令和3年9月30日をもって全都道府県で緊急事態宣言が解除されました。しかし、人が集まることは集団感染に繋がる可能性があるとして、「3密」の回避は求められているところです。
ところで、法事といえば、まさに全国から親族が集まる場。そういう法事は、どのような工夫の下、行われているのでしょうか。少し前ですが、オンラインを利用して法事を開催している、東京都世田谷区梅丘にある【別院 満足院】にお話を伺わせていただきました。
■【別院 満足院】さんとは
【別院 満足院】さんは、大正14年に開設された、世田谷区梅丘にある浄土真宗の寺院です。住宅街にありますが、コンクリートと檜材からなる本堂は、周囲になじんでいますね。
また、境内には大きな納骨堂を設けています。地域の方のほか多くの方に利用されており、近年、拡張工事が行われて広がりました。
■オンラインならでは法事
満足院のご住職・二條和順さんは、コロナ禍では法事にも変化が現れたといいます。
これまで、法事といえば、親戚一同がお寺に集まって行ってきました。しかし、コロナ禍では、県をまたぐ移動等が制限されていたこともあり、親戚一同が集まることは困難でした。そこで、満足院ではZoomを用いることで、法事を主催される方が遠方の親戚を招き、これまでどおり法事を行うことができたとのことです。遠くは、北海道から出席される方もいらっしゃったとか。

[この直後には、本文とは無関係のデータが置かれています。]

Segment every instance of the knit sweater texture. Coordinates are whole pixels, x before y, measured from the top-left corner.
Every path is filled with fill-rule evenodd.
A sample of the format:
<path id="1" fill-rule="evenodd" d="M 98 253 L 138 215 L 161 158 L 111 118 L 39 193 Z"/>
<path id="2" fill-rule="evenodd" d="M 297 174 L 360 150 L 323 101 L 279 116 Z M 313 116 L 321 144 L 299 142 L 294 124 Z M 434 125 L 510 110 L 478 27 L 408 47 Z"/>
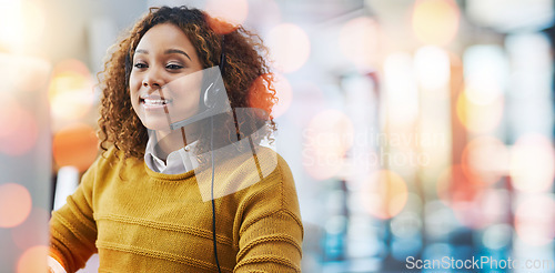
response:
<path id="1" fill-rule="evenodd" d="M 124 164 L 115 153 L 100 156 L 52 213 L 50 255 L 68 272 L 97 252 L 99 272 L 218 272 L 212 202 L 202 201 L 194 171 L 157 173 L 143 160 Z M 222 272 L 300 272 L 299 200 L 287 164 L 276 159 L 262 181 L 215 199 Z M 238 172 L 241 161 L 225 164 L 223 176 L 245 175 Z"/>

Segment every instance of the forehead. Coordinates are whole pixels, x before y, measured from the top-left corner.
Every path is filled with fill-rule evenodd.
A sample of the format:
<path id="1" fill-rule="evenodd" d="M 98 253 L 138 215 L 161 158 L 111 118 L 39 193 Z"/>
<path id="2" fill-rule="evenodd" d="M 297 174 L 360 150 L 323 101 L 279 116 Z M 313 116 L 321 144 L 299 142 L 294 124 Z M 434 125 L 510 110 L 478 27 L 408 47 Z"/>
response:
<path id="1" fill-rule="evenodd" d="M 180 48 L 193 50 L 194 47 L 186 34 L 175 24 L 160 23 L 147 31 L 139 41 L 137 49 L 165 50 Z M 192 53 L 192 52 L 191 52 Z"/>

法事の出席者は、年配者が多いこともあり、オンラインを対面と併用することで、法事に出席するハードルが下がります。コロナ禍で始められたオンラインを活用した法事は、法事自体への参加のハードルも下げたようです。
■葬儀をオンラインで行うことの難しさ
では、法事ではなく、葬儀自体もオンラインで行うのでしょうか?これについて、二條ご住職は、葬儀はオンラインでは行わないと語られていました。葬儀は、故人を偲ぶ場でもあると同時に、大切な人を失った悲しみを同じ気持ちを持つ方々と分かち合うことで、遺された方々の悲しみを和らげ、気持ちの整理のためにも必要な場でもあります。
残された方々の気持ちが和らぐのは、その場の空気を皆さんで共有するからですが、オンラインでは、この「場の空気」を共有することが難しい。そのため、満足院では、葬儀を敢えてオンラインで行うことはしていないとのことでした。
■取材を終えて
オンラインは、地方の方も気軽に葬儀や法事に参加できるツールになり得ると思っていましたが、葬儀のもつ意味を考えたとき、オンラインを活用する場面を敢えて制限するお話に、オンラインの限界を感じました。私も仕事でオンライン会議システムを用いることがありますが、やはり対面の場合と伝わり方が違うと感じていましたので、ご住職のお話をとても説得的に感じました。